UTF8Encoding question
-
Hello everybody, Basically the problem is that the UTF8Encoder is not able to get this char '²'. Is this a known fact, or am I doing something wrong? This is what I do in a test routine:
using (FileStream fs = File.OpenRead(filename)) { byte\[\] b = new byte\[10000\]; UTF8Encoding temp = new UTF8Encoding(false,true); int l=0; FileStream fw= File.Open("copy.txt",System.IO.FileMode.Create); while ((l = fs.Read(b,0,b.Length)) > 0) { string s= temp.GetString(b, 0, l); Console.WriteLine(s); //... } fw.Close(); }
Thanks for your time and help All the best, Martin
-
Hello everybody, Basically the problem is that the UTF8Encoder is not able to get this char '²'. Is this a known fact, or am I doing something wrong? This is what I do in a test routine:
using (FileStream fs = File.OpenRead(filename)) { byte\[\] b = new byte\[10000\]; UTF8Encoding temp = new UTF8Encoding(false,true); int l=0; FileStream fw= File.Open("copy.txt",System.IO.FileMode.Create); while ((l = fs.Read(b,0,b.Length)) > 0) { string s= temp.GetString(b, 0, l); Console.WriteLine(s); //... } fw.Close(); }
Thanks for your time and help All the best, Martin
Can your console output the character even if it is read correctly? If your console code page does not support it your program won't display it. UTF8 is multibyte, so your read operation might split the byte stream in the middle of a character. Create a StreamReader with Encoding.UTF8 to avoid having to deal with this manually. Edit: Are you sure your file is actually UTF-8 encoded? :)
-
Can your console output the character even if it is read correctly? If your console code page does not support it your program won't display it. UTF8 is multibyte, so your read operation might split the byte stream in the middle of a character. Create a StreamReader with Encoding.UTF8 to avoid having to deal with this manually. Edit: Are you sure your file is actually UTF-8 encoded? :)
-
Hello, First, thanks for youre time! Actually I started by using a StreamReader, with the result that the complete line was there but without the '²' character. Any other suggestions? All the best, Martin
First of all, check the source file (in my experience the most likely error). The character should be encoded with the byte sequence C2 B2. As a quick hack to test it rename the input file so it has a bin extension and load it in Visual Studio - you should now see the byte content in a hex format.
-
First of all, check the source file (in my experience the most likely error). The character should be encoded with the byte sequence C2 B2. As a quick hack to test it rename the input file so it has a bin extension and load it in Visual Studio - you should now see the byte content in a hex format.

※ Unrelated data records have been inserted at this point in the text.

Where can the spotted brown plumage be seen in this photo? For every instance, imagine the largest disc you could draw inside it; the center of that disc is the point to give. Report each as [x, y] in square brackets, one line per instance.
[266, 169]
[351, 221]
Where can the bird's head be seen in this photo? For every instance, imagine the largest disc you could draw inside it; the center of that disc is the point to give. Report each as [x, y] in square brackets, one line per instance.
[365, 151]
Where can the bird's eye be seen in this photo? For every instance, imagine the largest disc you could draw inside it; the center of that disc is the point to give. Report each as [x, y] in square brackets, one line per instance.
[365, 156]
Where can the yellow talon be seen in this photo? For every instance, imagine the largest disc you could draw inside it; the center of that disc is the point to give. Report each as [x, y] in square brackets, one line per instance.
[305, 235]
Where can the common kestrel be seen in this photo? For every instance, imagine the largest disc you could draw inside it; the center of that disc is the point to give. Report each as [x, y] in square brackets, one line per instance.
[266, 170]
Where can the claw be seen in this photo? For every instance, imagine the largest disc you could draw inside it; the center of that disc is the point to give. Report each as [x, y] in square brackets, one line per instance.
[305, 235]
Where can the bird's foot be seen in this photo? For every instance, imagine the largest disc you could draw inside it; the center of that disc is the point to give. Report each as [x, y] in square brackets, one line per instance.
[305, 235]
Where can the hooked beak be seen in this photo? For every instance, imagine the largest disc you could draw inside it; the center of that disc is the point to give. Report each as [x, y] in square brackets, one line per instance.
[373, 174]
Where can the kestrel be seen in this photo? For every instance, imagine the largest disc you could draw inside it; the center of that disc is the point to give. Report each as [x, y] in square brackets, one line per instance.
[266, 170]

Hmm, I did the test with following result "B2" and no character is shown. When I open it with the "TotalComander" Bin style, it's also "B2" but the '²' is shown. So uses UTF8 really multibyte, or only for special characters? Thanks again for your time and patiance. All the best, Martin
-
First of all, check the source file (in my experience the most likely error). The character should be encoded with the byte sequence C2 B2. As a quick hack to test it rename the input file so it has a bin extension and load it in Visual Studio - you should now see the byte content in a hex format.
-
Hello, It really looks like the file isn't really UTF8. (It's a XML file with a discribtion that says its UTF8 formated :confused:) But I don't know wich encode I have to use. Is there a way to find this out? All the best, Martin
Yes, this is seen before - it's an invalid XML file, a lot of programs spit those out. :( A fair guess is the local ANSI codepage whereever the file was saved. For most Western European languages, this would be the Windows codepage 1252 (or use Encoding.Default if the encoding is the same on the machine reading and writing the file).
-
Hmm, I did the test with following result "B2" and no character is shown. When I open it with the "TotalComander" Bin style, it's also "B2" but the '²' is shown. So uses UTF8 really multibyte, or only for special characters? Thanks again for your time and patiance. All the best, Martin
-
UTF-8 use more than one byte for anything over Unicode character 127. Some refers to these as special, others refer to English characters as special. :)
-
Yes, this is seen before - it's an invalid XML file, a lot of programs spit those out. :( A fair guess is the local ANSI codepage whereever the file was saved. For most Western European languages, this would be the Windows codepage 1252 (or use Encoding.Default if the encoding is the same on the machine reading and writing the file).